Aran sweaters originated in the Aran Islands, off the west coast of Ireland, where they are still made. The intricate patterns were not written down, but were passed from generation to generation, differing from family to family, with stitches inspired by rope and fishing tackle found on the beach. But the purpose of this knitted family fingerprint was more than decorative - when a fisherman drowned out at sea, the only way of identifying him might be by his sweater.
Strange then, that aran has been chosen as the basis for an haute couture gown of chenille, ribbon, wool and golden yarn and white gold silk by Christian Lacroix. Lacroix has paid tribute to the humble seafaring aran and given it a grandeur it has never known before. The price, presumably sky-high, is a secret except to customers.

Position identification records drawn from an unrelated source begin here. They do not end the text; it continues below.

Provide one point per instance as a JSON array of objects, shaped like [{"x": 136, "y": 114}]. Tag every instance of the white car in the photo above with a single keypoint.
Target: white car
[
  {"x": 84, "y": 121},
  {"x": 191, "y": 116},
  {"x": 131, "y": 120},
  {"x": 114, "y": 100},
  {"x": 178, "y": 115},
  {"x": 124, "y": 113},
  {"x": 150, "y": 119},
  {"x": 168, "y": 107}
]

Lacroix is not the only designer with fancy ideas for aran. The French couture house Rochas has embroidered it with sparkly diamante. The result sells at the unworldly price of pounds 1,400.
The British Designer of the Year, John Rocha - who is based in Dublin - has an affinity with all things Celtic. 'I like Celtic traditions,' he says. 'I have tried to make aran contemporary in shape, but have kept its traditional stitches and wool so as not to lose its context.'
Aran jumpers should perhaps be sold with the message: an aran is for life, not just for Christmas. Sarah Ratty, of the Conscious Earthwear design label, makes good use of abandoned Oxfam- reject aran sweaters. These she cuts up, overlocks and then sews into coats, jumpers, hats and skirts. Affluent followers of fashion might opt for the Lacroix. Meanwhile, for the fashionable fisherman, a Conscious Earthwear aran knit hat sells for pounds 32.